In conclusion, we developed an efficient synthesis of 2-SF5-indoles and azaindoles from 2-ethynylaniline derivatives in a two-step telescoped procedure. This sequence consists of four formal synthetic steps: radical addition of SF5Cl followed by dehydrochlorination, 5-endo-dig cyclization and deprotection of the tosyl fragment in basic conditions. We then decomposed the full sequence into a stepwise synthesis allowing to keep the N-protecting group on the 2-SF5-indole. A selection of downstream functionalizations was demonstrated, including N-alkylation and benzylation, C3-halogenation, alkylation, allylation, cyanation, and alkenylation. Carcinogenic potential (Ames test) and relevant physicochemical properties (such as thermal stability (DSC), acidity (pKa), and lipophilicity (log P) were measured in order to highlight the strategic advantages that a C2-pentafluorosulfanylated motif could impart on the indole nucleus.

Acknowledgments

This work was supported by the French National Research Agency (Grant No. ANR-PRC-17-CE07-0008), Université de Haute-Alsace, Université de Strasbourg, CNRS, Région Grand-Est, and Foundation for Frontier Research in Chemistry (ICFRC).
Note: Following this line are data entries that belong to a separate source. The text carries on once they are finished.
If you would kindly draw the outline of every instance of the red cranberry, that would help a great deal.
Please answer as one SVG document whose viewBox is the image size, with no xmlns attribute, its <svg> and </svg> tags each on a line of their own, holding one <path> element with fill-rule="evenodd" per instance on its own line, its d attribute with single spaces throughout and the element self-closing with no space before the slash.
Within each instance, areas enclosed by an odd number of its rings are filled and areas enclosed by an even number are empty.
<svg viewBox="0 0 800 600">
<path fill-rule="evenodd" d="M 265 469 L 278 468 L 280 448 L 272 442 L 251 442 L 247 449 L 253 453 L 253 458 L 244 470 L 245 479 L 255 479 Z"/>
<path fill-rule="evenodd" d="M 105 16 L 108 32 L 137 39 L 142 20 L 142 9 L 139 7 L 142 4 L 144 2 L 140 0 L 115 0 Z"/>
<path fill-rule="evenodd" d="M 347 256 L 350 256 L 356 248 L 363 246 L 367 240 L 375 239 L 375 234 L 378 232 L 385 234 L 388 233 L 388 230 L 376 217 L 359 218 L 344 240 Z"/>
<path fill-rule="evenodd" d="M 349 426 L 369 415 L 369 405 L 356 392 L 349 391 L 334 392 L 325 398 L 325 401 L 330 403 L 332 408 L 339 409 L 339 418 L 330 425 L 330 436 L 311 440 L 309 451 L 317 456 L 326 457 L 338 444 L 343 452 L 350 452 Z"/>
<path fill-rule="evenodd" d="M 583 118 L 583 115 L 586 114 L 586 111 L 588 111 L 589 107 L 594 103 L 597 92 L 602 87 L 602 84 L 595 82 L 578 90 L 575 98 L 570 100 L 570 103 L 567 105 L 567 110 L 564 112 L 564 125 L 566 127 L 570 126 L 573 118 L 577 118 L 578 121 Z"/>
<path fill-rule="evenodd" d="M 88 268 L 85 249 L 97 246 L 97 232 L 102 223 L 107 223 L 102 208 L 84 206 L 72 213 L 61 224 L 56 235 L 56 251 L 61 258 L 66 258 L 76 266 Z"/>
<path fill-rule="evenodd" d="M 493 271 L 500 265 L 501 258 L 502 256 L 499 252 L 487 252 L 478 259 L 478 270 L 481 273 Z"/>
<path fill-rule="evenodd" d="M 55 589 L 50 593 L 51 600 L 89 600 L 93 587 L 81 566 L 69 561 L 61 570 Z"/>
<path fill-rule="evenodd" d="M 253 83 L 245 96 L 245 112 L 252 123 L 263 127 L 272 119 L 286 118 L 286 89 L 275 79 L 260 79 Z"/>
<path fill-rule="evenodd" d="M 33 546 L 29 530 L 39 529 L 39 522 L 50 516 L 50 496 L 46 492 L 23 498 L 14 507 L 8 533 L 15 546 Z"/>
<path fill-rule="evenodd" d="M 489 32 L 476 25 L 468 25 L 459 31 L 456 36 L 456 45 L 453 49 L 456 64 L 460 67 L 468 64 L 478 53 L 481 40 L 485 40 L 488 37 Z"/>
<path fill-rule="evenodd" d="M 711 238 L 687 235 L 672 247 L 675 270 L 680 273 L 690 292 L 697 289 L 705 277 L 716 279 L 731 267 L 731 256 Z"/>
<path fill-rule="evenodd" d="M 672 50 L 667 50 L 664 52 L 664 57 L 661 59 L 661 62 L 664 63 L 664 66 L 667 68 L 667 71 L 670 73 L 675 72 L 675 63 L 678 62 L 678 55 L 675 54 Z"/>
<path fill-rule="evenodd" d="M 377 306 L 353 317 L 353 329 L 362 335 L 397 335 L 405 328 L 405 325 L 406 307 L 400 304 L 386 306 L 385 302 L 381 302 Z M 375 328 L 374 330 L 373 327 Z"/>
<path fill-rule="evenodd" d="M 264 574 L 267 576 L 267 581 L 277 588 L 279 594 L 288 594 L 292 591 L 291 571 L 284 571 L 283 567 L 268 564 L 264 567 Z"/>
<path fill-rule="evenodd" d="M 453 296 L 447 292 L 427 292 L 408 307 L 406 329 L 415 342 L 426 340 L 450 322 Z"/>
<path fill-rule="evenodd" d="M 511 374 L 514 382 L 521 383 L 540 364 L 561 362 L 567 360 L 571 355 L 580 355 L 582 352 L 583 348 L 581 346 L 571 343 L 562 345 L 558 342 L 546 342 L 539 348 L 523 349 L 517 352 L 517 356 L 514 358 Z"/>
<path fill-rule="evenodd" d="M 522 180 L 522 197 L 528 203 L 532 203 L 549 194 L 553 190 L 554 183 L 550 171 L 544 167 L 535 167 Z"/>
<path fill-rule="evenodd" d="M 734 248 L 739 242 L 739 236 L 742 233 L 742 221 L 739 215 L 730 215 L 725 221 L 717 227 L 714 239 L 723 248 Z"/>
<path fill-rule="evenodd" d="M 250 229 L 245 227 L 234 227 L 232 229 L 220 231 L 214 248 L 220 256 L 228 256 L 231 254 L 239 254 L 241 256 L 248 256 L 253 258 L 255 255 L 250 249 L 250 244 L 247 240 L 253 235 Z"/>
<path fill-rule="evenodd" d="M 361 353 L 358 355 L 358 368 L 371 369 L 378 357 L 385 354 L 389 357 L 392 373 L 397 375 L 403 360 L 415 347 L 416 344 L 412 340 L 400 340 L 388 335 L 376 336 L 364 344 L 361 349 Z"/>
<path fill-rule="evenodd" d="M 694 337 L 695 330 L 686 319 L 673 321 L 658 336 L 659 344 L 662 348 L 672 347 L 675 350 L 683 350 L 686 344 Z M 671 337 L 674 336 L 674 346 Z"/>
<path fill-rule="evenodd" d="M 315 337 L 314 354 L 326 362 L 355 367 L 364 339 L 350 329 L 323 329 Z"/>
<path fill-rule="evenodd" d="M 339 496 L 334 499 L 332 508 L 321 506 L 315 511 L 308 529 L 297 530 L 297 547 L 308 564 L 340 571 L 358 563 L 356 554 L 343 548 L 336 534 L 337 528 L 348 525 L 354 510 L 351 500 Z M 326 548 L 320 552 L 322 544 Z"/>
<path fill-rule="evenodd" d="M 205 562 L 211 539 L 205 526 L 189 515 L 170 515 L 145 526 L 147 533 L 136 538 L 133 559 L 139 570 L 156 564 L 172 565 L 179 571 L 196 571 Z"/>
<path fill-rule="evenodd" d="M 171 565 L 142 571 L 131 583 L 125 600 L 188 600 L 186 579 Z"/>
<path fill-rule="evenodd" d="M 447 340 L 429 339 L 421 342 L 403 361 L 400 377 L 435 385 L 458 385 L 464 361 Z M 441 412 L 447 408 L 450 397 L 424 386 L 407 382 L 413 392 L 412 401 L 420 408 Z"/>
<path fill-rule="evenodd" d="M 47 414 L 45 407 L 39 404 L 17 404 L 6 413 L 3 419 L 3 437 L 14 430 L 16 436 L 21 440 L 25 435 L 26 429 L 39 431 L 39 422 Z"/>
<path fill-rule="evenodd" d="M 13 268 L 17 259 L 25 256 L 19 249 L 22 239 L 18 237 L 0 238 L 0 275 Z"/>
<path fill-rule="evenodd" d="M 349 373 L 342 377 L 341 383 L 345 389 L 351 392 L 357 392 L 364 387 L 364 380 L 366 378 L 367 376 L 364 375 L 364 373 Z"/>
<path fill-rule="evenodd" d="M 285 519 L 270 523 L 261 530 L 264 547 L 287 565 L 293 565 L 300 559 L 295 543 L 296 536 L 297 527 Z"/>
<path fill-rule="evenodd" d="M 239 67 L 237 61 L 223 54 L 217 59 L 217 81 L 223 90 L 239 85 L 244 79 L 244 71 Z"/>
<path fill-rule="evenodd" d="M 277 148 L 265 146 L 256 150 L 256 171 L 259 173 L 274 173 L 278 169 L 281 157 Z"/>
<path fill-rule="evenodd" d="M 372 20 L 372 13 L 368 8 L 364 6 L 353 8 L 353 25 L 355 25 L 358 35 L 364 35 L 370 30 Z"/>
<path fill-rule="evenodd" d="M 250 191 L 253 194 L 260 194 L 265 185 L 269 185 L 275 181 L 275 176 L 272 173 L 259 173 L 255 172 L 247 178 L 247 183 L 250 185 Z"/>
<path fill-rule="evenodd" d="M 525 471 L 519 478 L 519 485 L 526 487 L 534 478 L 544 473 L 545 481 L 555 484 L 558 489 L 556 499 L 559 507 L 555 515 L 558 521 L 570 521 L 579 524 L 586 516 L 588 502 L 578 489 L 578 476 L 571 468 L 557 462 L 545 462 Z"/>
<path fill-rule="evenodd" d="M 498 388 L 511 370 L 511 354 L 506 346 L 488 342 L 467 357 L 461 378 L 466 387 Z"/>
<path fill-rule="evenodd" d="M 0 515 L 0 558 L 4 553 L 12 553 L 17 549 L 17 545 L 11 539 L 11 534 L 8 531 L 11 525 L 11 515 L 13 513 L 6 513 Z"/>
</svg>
The authors thank Pascale Hoehn (safety lab, DSC) and Susanne Glowienke and Erika Udovic (preclinical safety, Ames test, in silico) from Novartis. Work at Tartu was supported by the Estonian Research Council grant (PRG690), by EU through the European Regional Development Fund under project TK141 “Advanced materials and high-technology devices for energy recuperation systems” (2014-2020.4.01.15-0011) and was carried out using the instrumentation at the Estonian Center of Analytical Chemistry (www.akki.ee). The authors thank Dr. F. Leroux, Dr. G. Hanquet, Dr. A. Panossian, Dr. C. Meyer, and Dr. S. Lakhdar for fruitful discussions. This article is dedicated to the memory of Francis Marty, Emeritus Professor at the University of Burgundy, France.

Supporting Information Available

The Supporting Information is available free of charge at https://pubs.acs.org/doi/10.1021/acsorginorgau.1c00010.

  • Detailed procedures and characterization of all products; copies of 1H, 13C, and 19F NMR (PDF)

The authors declare no competing financial interest.